Monday morning’s rush hour was a commuter’s headache, as traffic crawled on slick highways.

STORM AFTERMATH: Motorists Seek a Quicker Afternoon Commute

Most Twin Cities freeways were in fair condition at midday Monday, a couple hours after one of the most nerve-racking morning rush hours in recent memory.

Commuters across the metro still were stuck in traffic on snow-covered and icy roads heading after the traditional 9 a.m. end of the rush hour.

The Star Tribune says that traffic on Interstate 694 in the north metro was crawling as late as 11 a.m.

Shortly after 12:30 p.m. Monday, the Minnesota Department of Transportation was reporting that most major highways in the Twin Cities—including I-35E, I-35W, I-94, I-494 and highways 3, 52, 55, 61, 62 and 169—were in fair driving condition. Roads were treated, but snow and icy patches were evident.

Authorities were investigating a number of crashes during the noon hour. Among those incidents were a jackknifed semi-trailer on eastbound I-94 between Radio Drive and Woodbury Drive, a pair of crashes on I-494 near exits 59 and 60 and two crashes on I-494 near the Roberts Street exit.

Here is the latest statement from Metro Transit regarding Monday’s commute:

At 10:30 a.m., there are 283 buses operating on 45 routes. About 65 [percent] of buses are on schedule; the average delay is about 8 minutes.

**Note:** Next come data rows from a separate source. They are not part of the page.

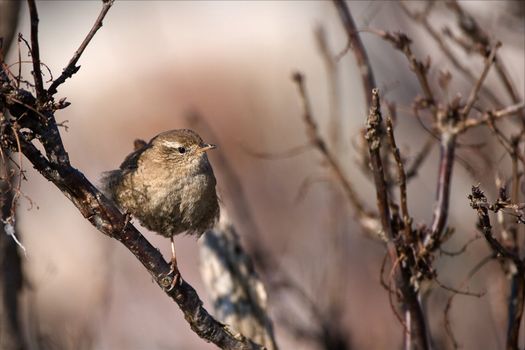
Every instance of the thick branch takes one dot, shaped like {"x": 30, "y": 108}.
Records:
{"x": 107, "y": 219}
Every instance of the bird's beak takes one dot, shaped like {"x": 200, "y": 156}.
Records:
{"x": 207, "y": 146}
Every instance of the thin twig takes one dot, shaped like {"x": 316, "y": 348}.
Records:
{"x": 401, "y": 177}
{"x": 492, "y": 115}
{"x": 71, "y": 67}
{"x": 422, "y": 18}
{"x": 416, "y": 333}
{"x": 446, "y": 164}
{"x": 475, "y": 90}
{"x": 35, "y": 52}
{"x": 319, "y": 143}
{"x": 354, "y": 41}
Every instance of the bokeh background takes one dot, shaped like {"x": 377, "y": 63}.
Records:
{"x": 155, "y": 63}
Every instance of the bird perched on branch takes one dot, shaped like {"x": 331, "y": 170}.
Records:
{"x": 168, "y": 185}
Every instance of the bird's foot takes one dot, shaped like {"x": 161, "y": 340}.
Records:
{"x": 174, "y": 270}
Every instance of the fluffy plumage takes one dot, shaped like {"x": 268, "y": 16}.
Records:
{"x": 168, "y": 184}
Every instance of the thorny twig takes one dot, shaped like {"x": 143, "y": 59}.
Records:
{"x": 35, "y": 52}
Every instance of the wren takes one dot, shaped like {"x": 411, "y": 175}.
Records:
{"x": 167, "y": 184}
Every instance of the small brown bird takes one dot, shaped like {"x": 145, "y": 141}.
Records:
{"x": 168, "y": 184}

Light rail is on schedule. There are no more scheduled Northstar trips until this afternoon.

On its website, Minnesota Valley Transit Authority says that buses may be delayed Monday because of weather and road conditions.

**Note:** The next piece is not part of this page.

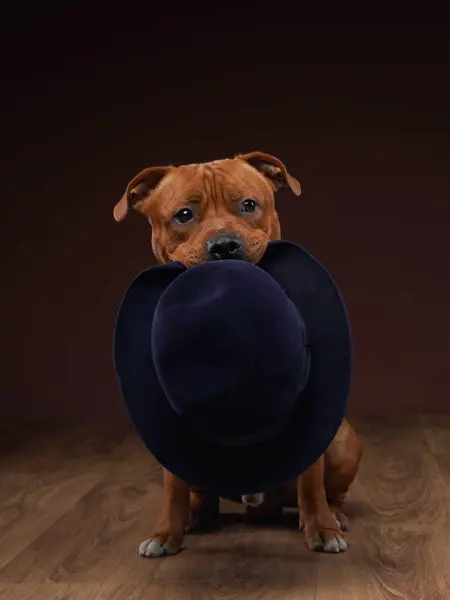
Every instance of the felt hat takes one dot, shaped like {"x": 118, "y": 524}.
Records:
{"x": 235, "y": 376}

The wintry weekend weather kept law enforcement and emergency personnel busy.

The Minnesota State Patrol says 654 crashes and 1,299 vehicle spinouts and vehicles off the road were reported statewide between 9:30 p.m. Friday—roughly when the first of two weekend snow events began—and this morning. Of those crashes, 67 involved injuries and one involved a fatality.

A 21-year-old Winona man was killed when the car in which he was riding was struck by a tractor-trailer that lost control on Highway 61 in Goodhue County on Sunday, says the state patrol.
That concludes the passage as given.